Back out into the fresh air, pick up a Vélib at the borne on Rue Vaneau and head north. Turn left into Rue de Babylone and then right into Boulevard des Invalides. Keep cycling towards the Seine, with the golden dome of Les Invalides on your left – it's the last resting place of Napoleon Bonaparte. The emperor could easily win the title of most scattered cadaver in history. While his heart and innards are in Austria, you will need to travel to New York to get near his penis, bought at auction by a urologist for $3,800 in 1977.
Next, from Quai d'Orsay, cross the Pont Alexandre III and turn left on to Cours Albert I. At Place de l'Alma, take Avenue du Président Wilson on your right.
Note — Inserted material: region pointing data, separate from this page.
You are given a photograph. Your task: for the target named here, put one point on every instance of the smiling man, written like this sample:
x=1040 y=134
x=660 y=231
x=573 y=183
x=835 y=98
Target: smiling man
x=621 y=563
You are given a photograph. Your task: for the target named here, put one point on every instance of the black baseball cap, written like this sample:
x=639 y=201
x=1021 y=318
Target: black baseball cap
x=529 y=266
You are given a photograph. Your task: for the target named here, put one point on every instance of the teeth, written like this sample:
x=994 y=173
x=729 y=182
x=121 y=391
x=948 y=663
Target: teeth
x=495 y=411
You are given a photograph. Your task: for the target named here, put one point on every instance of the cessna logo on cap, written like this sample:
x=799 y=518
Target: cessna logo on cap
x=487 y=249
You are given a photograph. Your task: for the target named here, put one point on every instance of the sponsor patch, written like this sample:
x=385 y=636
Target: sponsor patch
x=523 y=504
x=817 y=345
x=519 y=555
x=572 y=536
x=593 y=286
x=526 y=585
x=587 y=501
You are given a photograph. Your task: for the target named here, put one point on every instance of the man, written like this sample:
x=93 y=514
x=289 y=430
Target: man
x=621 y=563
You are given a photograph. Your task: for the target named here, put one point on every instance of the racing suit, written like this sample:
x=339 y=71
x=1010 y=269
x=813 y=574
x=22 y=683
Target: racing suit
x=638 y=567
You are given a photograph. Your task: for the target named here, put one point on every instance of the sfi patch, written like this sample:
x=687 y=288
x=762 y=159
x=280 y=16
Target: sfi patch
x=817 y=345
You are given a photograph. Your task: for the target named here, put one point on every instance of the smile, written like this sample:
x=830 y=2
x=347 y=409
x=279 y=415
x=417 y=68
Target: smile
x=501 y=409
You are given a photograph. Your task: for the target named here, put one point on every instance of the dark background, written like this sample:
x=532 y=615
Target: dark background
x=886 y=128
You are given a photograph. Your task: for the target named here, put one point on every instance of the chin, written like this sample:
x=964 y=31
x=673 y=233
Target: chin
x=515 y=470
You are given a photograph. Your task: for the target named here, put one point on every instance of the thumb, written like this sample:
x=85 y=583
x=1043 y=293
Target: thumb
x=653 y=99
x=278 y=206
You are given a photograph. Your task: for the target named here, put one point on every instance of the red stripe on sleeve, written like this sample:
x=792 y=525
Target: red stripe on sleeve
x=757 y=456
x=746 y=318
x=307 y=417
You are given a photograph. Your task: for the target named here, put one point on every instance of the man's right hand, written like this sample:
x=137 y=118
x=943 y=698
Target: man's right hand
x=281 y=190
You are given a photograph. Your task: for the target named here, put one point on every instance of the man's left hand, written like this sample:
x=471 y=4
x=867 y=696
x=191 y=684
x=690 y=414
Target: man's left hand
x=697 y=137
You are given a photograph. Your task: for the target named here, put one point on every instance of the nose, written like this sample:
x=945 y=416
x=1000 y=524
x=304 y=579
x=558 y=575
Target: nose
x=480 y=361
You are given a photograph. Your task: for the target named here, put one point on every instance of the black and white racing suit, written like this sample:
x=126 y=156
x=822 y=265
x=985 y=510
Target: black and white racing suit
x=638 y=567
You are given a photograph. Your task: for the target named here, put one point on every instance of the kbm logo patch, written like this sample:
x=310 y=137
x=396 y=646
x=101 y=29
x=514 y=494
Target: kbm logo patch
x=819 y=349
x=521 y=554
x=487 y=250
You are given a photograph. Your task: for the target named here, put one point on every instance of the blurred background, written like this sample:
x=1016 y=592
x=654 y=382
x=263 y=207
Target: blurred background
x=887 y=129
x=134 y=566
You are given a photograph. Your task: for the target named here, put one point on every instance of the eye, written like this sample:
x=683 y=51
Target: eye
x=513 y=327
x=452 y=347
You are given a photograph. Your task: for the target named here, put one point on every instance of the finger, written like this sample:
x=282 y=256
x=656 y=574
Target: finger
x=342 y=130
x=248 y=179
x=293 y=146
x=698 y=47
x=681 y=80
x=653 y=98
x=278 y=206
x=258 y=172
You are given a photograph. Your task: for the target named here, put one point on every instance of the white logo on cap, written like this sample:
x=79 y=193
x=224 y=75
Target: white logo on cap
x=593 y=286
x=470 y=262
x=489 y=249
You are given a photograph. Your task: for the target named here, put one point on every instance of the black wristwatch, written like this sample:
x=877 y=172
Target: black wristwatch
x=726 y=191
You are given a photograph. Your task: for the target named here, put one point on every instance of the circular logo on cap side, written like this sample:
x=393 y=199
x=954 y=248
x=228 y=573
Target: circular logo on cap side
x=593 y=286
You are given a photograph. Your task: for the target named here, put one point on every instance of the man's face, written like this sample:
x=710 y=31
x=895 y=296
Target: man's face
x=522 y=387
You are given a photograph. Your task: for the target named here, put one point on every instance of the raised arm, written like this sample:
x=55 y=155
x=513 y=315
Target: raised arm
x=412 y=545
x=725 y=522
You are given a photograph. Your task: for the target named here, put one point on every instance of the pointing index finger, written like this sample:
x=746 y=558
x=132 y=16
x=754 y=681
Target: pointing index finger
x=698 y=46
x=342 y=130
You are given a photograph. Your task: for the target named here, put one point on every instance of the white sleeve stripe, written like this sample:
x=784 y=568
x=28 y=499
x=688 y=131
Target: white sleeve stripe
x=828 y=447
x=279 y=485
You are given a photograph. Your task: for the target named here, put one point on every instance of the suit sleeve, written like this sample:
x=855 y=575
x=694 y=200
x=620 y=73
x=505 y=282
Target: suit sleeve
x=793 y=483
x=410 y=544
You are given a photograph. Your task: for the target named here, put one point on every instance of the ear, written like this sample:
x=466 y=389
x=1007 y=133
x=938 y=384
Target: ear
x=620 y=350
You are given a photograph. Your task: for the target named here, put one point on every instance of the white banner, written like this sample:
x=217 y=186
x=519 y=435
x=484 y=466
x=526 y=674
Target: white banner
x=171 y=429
Carry on to Place du Trocadéro. You can dispose of your bike at the Vélib borne on avenue d'Eylau, third right on the roundabout.
The Musée de l'Homme (17 Place du Trocadéro, 16th, currently closed for refurbishment) is home to philosopher René Descartes' skull. The rest of his body is buried on the Left Bank, at the Église de Saint-Germain-des-Prés, which makes the perfect start to another trek. For now, take a pew on the steps of the Trocadéro and enjoy one of the best views there is of the city. Chances are you've never felt more alive.